Hi. I have been asked to prove that:

(0) + (.5) + (1) + ... + ((n/2)-1) = (((n/2)-1)(n-1))/2

Can someone please help??

 

[Unco]

Induction beginning with n=2 will work.

It's easiest just to simplify the LHS of the n=k+1 case and the desired RHS right down to show their equality.

 

[Denis]

I think you can use the fact that:
the nth term = n / 2
sum of 1st n terms = n(n+1) / 4

...and go from there.

 

[soroban]

Hello, Peachyyy!

I have been asked to prove that:

\(\displaystyle 0\,+\,\frac{1}{2}\,+\,1\,+\,\cdots\,+\,\left(\frac{n}{2}\,-\,1\right)\;=\;\frac{1}{2}\left(\frac{n}{2}\,-\,1\right)(n\,-\,1)\)

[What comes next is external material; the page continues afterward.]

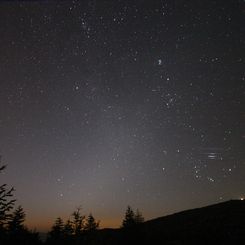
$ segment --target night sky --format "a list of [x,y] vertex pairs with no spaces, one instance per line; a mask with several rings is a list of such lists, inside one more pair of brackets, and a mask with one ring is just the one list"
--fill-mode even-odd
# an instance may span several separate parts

What a strangely-worded problem . . . it starts with \(\displaystyle n\,=\,2\)
\(\displaystyle \;\;\)and the answer could/should have been written: \(\displaystyle \,\frac{1}{4}(n\,-\,1)(n\,-\,2)\)

Add -\(\displaystyle \frac{1}{2}\) to the beginning of the series
\(\displaystyle \;\;\)and consider: \(\displaystyle \:S\;=\;-\frac{1}{2}\,+\,0\,+\,\frac{1}{2}\,+\,1\,+\,\frac{3}{2}\,+\,2\,+\,\cdots\,+\,\left(\frac{n}{2}\,-\,1\right)\)

This is an arithmetic series.
\(\displaystyle \;\;\)It has: \(\displaystyle \;\) first term, \(\displaystyle a\,=\,-\frac{1}{2},\:\) common difference, \(\displaystyle d\,=\,\frac{1}{2},\:\) and \(\displaystyle \,n\) terms.


The sum of the first \(\displaystyle n\) terms is: \(\displaystyle \:S\;=\;\frac{n}{2}[2a\,+\,(n\,-\,1)d]\)

\(\displaystyle \;\;\)Hence, we have: \(\displaystyle \:S\;=\;\frac{n}{2}\left[2\left(-\frac{1}{2}\right)\,+\,(n\,-\,1)\frac{1}{2}\right]\;=\;\frac{n}{4}(n\,-\,3)\)


Subtract -\(\displaystyle \frac{1}{2}\) from this sum: \(\displaystyle \,\frac{n}{4}(n\,-\,3)\,-\,\left(-\frac{1}{2}\right) \;= \; \frac{1}{4}(n\,-\,1)(n\,-\,2)\;\) . . . There!